Indonésia: eleições e religião
A Indonésia é hoje a terceira democracia do mundo. De população majoritamente muçulmana, o país é,no entanto, mais conhecido pelos atentados radicais do passado do que por seu presente. As organizações islâmicas comemoram a diminuição da ameaça jihadista, mas reclamam serem ignoradas pela mídia ocidentalWendy Kristianasen
“Os muçulmanos devem obedecer às leis do islã”. Estas poucas palavras poderiam ter tornado o então recém-criado Estado indonésio numa república islâmica. Inscrito no preâmbulo da Constituição, o artigo foi retirado na última hora, em 18 de agosto de 1945, e foi assim que a Indonésia tornou-se o Estado da Pancasila, dos “cinco princípios”: a crença num Deus único, o humanismo, a unidade nacional, a democracia e a justiça social. Um compromisso histórico entre o secularismo e o islã.

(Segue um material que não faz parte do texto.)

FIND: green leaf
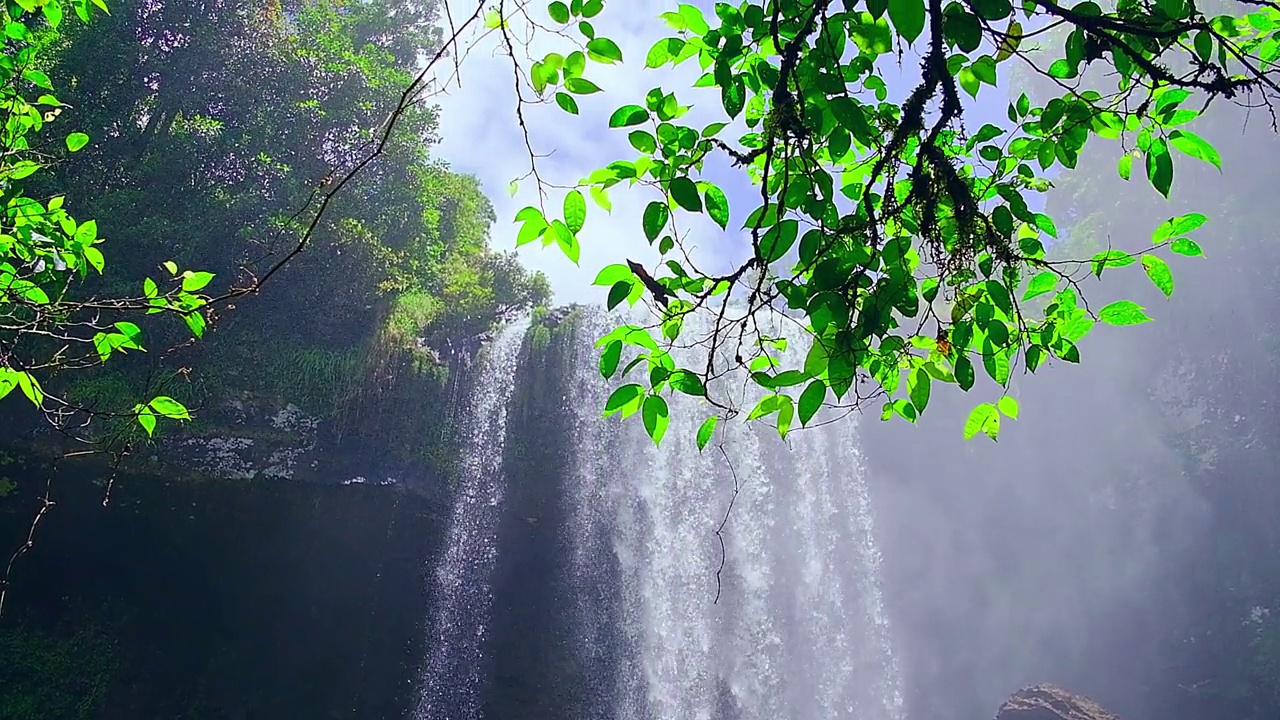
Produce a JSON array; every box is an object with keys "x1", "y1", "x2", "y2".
[
  {"x1": 564, "y1": 190, "x2": 586, "y2": 234},
  {"x1": 1098, "y1": 300, "x2": 1151, "y2": 325},
  {"x1": 40, "y1": 0, "x2": 63, "y2": 29},
  {"x1": 564, "y1": 77, "x2": 602, "y2": 95},
  {"x1": 641, "y1": 200, "x2": 671, "y2": 242},
  {"x1": 1023, "y1": 270, "x2": 1057, "y2": 301},
  {"x1": 956, "y1": 355, "x2": 978, "y2": 392},
  {"x1": 591, "y1": 184, "x2": 613, "y2": 213},
  {"x1": 888, "y1": 0, "x2": 924, "y2": 42},
  {"x1": 607, "y1": 281, "x2": 636, "y2": 310},
  {"x1": 552, "y1": 220, "x2": 582, "y2": 265},
  {"x1": 9, "y1": 160, "x2": 40, "y2": 179},
  {"x1": 644, "y1": 37, "x2": 685, "y2": 68},
  {"x1": 667, "y1": 370, "x2": 707, "y2": 397},
  {"x1": 964, "y1": 402, "x2": 1000, "y2": 439},
  {"x1": 906, "y1": 368, "x2": 932, "y2": 414},
  {"x1": 641, "y1": 395, "x2": 671, "y2": 445},
  {"x1": 668, "y1": 176, "x2": 703, "y2": 213},
  {"x1": 1169, "y1": 129, "x2": 1222, "y2": 170},
  {"x1": 586, "y1": 37, "x2": 622, "y2": 64},
  {"x1": 182, "y1": 310, "x2": 205, "y2": 338},
  {"x1": 1116, "y1": 152, "x2": 1133, "y2": 181},
  {"x1": 800, "y1": 380, "x2": 827, "y2": 425},
  {"x1": 147, "y1": 395, "x2": 191, "y2": 420},
  {"x1": 698, "y1": 415, "x2": 719, "y2": 451},
  {"x1": 64, "y1": 133, "x2": 88, "y2": 152},
  {"x1": 1147, "y1": 138, "x2": 1174, "y2": 197},
  {"x1": 84, "y1": 245, "x2": 106, "y2": 270},
  {"x1": 1193, "y1": 29, "x2": 1213, "y2": 63},
  {"x1": 703, "y1": 184, "x2": 728, "y2": 229},
  {"x1": 138, "y1": 410, "x2": 156, "y2": 436},
  {"x1": 1151, "y1": 213, "x2": 1208, "y2": 245},
  {"x1": 996, "y1": 395, "x2": 1018, "y2": 420},
  {"x1": 1142, "y1": 255, "x2": 1174, "y2": 297},
  {"x1": 556, "y1": 92, "x2": 577, "y2": 115},
  {"x1": 591, "y1": 263, "x2": 635, "y2": 287},
  {"x1": 760, "y1": 219, "x2": 800, "y2": 263},
  {"x1": 1169, "y1": 237, "x2": 1204, "y2": 258},
  {"x1": 609, "y1": 105, "x2": 649, "y2": 128},
  {"x1": 627, "y1": 129, "x2": 658, "y2": 155},
  {"x1": 600, "y1": 340, "x2": 622, "y2": 380},
  {"x1": 604, "y1": 383, "x2": 644, "y2": 418},
  {"x1": 182, "y1": 270, "x2": 214, "y2": 292}
]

“A Indonésia é a sede de um islã moderado, sorridente”, garante Syafii Anwar, diretor do Centro Internacional em Prol do Islã e do Pluralismo (ICIP), em Jacarta. Ele acrescenta: “Desde os atentados de 11 de setembro de 2001, temos observado uma radicalização e um crescimento do conservadorismo. Com os atentados de Bali (que causaram a morte de 200 pessoas) em 2002, nós passamos a ser alvo das preocupações da comunidade internacional. É por isso que o meu trabalho consiste em explicar que o islã e a democracia são compatíveis”.
A transição democrática do país aconteceu em 1998, no término de dois extensos períodos autocráticos. O primeiro, sob o jugo do fundador e presidente Sukarno (1945-1967), que tivera de se entender com três forças de peso: o nacionalismo, o islã e o comunismo. O segundo, sob a ditadura do general Suharto (1967-1998), que fora imposto no poder em nome da luta contra a ameaça comunista. Até hoje, o país permanece marcado pelos traumas causados por esses dois regimes, que mataram pelo menos 500 mil pessoas1.

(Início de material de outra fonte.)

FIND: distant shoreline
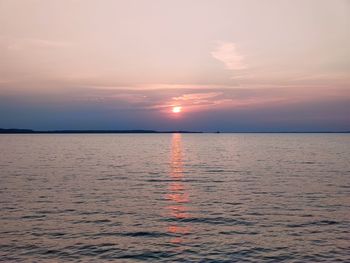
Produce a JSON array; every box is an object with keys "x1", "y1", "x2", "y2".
[{"x1": 0, "y1": 129, "x2": 350, "y2": 134}]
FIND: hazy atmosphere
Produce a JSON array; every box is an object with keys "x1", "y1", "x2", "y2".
[{"x1": 0, "y1": 0, "x2": 350, "y2": 131}]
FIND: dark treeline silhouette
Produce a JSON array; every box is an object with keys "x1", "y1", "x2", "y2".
[{"x1": 0, "y1": 129, "x2": 202, "y2": 134}]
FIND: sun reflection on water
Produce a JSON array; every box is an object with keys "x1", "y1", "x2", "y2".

Hoje, a Indonésia é a terceira maior democracia do mundo. “Fato que os observadores ocidentais tendem a ocultar”, lamenta Anies Baswedan, reitor da Universidade Paramadina de Jacarta. “Eles gostam de nos definir como o maior país muçulmano. O que nós dizemos é: ‘Somos uma democracia’, ponto final. Nós temos uma imprensa livre, uma vida política intensa, uma sociedade civil muito dinâmica. Existe corrupção, é verdade. Sempre teve. A nossa economia resiste à crise mundial melhor do que a de vários dos nossos vizinhos, e o país está mais próspero que há dez anos.” Ele também admite: “Claro, nós temos os nossos islâmicos e nossos fundamentalistas, mas eles foram, em parte, absorvidos pelo processo político e democrático”.
O país tem mais de 240 milhões de habitantes, dos quais 200 milhões são muçulmanos; em sua maioria, sunitas2. Dois terços da população vivem na ilha de Java, no coração da Indonésia. Duas vertentes de pensamento, uma tradicionalista e a outra modernista, reúnem a maioria dos crentes e são representadas por duas organizações de massa que foram engendradas em Java, muito antes da partida dos holandeses e da independência do país.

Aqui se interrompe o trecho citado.